Summary
Key takeaways
We believe that European companies’ Q1 earnings should remain relatively robust. As the Iran conflict only started at the end of February, the impact is likely to be more visible in Q2 reporting and beyond; while the pullback in share prices so far have mostly been due to valuation multiple de-rating from a higher equity risk premium given the uncertain outlook. The eventual magnitude of the earnings impact will ultimately depend on the intensity of the conflict and how long the Hormuz Strait energy supply blockages persist.
We note that generally periods of higher inflation tend to support nominal earnings, while stronger currency pairs at the end of Q1 (compared to when guidance was issued in Feb), such as USD/EUR, should also be a modest tailwind for some sectors (e.g. pharma companies generate more than 50% of revenue from North America). As evident from the Ukraine invasion experience of 2022, EPS growth was revised higher for many sectors, with energy leading the way. This should be the case again for the Iran conflict, with energy and utilities set to benefit from higher oil, LNG and power prices.
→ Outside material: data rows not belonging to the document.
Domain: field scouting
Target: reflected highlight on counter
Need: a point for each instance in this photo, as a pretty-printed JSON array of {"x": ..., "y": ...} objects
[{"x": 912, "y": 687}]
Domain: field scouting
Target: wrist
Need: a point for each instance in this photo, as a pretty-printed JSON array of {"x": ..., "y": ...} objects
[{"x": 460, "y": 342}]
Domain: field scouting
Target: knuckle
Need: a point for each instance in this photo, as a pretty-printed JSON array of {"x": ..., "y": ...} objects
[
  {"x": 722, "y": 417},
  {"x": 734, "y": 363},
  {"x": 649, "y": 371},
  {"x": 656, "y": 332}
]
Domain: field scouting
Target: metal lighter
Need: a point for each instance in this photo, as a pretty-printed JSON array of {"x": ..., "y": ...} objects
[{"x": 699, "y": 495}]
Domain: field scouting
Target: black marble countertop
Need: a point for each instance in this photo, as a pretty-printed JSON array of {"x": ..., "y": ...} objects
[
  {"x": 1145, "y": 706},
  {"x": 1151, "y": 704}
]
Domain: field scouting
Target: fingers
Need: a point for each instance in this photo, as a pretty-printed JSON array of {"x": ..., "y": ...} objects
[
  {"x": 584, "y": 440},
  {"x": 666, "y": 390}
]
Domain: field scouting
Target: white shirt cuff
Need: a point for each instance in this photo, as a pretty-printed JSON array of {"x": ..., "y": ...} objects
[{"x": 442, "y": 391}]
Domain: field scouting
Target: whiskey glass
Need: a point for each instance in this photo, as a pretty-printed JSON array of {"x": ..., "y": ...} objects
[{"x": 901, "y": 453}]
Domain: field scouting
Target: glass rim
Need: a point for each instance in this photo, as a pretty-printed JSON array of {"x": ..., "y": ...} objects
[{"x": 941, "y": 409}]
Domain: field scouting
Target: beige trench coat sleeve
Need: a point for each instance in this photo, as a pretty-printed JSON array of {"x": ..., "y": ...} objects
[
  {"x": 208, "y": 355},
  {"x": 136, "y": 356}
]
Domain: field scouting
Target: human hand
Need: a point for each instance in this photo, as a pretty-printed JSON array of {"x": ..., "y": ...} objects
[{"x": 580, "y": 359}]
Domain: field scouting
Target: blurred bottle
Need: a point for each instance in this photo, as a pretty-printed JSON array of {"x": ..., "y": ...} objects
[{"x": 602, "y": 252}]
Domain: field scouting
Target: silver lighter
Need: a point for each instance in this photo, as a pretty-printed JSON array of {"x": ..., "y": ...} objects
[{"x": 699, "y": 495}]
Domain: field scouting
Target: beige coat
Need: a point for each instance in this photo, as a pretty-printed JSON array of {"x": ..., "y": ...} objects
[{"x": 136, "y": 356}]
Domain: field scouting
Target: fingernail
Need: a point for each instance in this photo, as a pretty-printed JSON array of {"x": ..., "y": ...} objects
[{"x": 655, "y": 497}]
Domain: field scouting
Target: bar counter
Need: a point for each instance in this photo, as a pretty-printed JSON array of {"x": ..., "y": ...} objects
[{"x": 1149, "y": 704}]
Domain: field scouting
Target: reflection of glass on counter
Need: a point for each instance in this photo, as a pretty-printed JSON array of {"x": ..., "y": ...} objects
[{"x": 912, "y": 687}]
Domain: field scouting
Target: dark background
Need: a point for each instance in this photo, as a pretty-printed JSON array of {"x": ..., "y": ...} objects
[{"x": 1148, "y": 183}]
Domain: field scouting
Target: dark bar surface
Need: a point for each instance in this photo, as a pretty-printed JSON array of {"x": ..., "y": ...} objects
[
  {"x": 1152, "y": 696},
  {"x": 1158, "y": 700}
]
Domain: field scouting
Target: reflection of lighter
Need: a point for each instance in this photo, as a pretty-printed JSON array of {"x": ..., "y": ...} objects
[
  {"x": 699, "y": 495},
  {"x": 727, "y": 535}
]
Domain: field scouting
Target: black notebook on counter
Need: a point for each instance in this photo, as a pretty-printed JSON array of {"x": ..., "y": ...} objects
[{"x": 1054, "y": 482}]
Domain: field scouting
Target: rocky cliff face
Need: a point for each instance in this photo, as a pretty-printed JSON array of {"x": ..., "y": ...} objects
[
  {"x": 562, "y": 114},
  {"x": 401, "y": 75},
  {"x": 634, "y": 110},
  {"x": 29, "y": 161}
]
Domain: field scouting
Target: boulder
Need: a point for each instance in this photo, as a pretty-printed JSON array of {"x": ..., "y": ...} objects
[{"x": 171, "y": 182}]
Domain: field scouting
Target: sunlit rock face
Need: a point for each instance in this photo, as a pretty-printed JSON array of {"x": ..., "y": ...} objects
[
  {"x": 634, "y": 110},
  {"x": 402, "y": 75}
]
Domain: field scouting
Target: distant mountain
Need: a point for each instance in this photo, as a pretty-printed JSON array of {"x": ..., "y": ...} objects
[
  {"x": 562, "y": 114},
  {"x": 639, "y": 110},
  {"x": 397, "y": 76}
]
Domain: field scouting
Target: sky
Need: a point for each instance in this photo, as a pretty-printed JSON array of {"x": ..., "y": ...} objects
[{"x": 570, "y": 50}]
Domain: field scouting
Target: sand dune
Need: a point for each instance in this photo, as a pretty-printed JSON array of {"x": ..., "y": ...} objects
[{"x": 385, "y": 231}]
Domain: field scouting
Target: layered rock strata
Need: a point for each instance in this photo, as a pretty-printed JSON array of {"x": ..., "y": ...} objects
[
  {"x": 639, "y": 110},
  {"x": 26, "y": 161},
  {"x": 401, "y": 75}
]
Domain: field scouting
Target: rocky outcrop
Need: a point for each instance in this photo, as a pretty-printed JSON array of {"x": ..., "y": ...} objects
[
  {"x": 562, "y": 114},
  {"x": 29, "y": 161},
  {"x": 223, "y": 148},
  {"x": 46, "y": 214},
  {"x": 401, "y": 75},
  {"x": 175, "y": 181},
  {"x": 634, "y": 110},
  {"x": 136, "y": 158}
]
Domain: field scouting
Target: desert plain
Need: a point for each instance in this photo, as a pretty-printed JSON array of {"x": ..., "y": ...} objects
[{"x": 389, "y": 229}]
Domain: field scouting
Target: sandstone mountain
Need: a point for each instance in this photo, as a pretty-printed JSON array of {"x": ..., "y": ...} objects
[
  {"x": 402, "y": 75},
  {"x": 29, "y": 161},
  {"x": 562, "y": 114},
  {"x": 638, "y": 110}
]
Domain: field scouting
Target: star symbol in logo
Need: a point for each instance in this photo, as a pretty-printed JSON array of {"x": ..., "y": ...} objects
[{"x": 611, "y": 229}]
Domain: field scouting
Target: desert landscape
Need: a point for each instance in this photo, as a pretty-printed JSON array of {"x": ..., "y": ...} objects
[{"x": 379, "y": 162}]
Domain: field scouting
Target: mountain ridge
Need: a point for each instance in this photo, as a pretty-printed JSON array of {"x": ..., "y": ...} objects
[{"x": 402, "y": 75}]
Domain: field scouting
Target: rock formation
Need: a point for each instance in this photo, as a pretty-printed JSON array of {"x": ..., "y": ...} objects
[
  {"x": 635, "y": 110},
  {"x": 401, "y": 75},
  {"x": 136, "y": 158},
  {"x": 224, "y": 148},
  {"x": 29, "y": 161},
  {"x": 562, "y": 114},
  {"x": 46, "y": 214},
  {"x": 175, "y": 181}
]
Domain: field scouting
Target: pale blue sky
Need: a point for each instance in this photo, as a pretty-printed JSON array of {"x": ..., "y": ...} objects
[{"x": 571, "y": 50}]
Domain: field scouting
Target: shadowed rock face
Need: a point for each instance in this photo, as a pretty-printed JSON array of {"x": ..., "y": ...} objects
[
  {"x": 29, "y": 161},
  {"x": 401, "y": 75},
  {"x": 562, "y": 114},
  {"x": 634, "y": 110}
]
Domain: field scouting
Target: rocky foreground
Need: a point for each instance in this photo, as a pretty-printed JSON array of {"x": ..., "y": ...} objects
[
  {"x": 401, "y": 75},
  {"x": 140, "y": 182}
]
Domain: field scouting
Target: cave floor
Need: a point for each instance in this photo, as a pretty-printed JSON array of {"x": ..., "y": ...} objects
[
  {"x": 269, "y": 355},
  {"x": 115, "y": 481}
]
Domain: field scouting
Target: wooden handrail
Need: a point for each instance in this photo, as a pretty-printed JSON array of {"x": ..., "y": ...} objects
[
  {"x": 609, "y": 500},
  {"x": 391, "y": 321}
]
In addition, the financial sector’s revenues should benefit from the higher yield backdrop, albeit potentially offset by any front-loading of loan provisions under the new IFRS 9 accounting rules for some institutions (mostly by the UK Asian banks which have exposure to the Middle East region). Chemical companies could benefit from supply dislocations, and airlines are protected in the near term by fuel hedging programmes, although they face jet fuel shortages if the situation persists. The push by policymakers to secure Europe’s energy supply over the coming years is also likely to intensify, and this should support the renewable industry, as well as companies involved in the electricity grid buildout.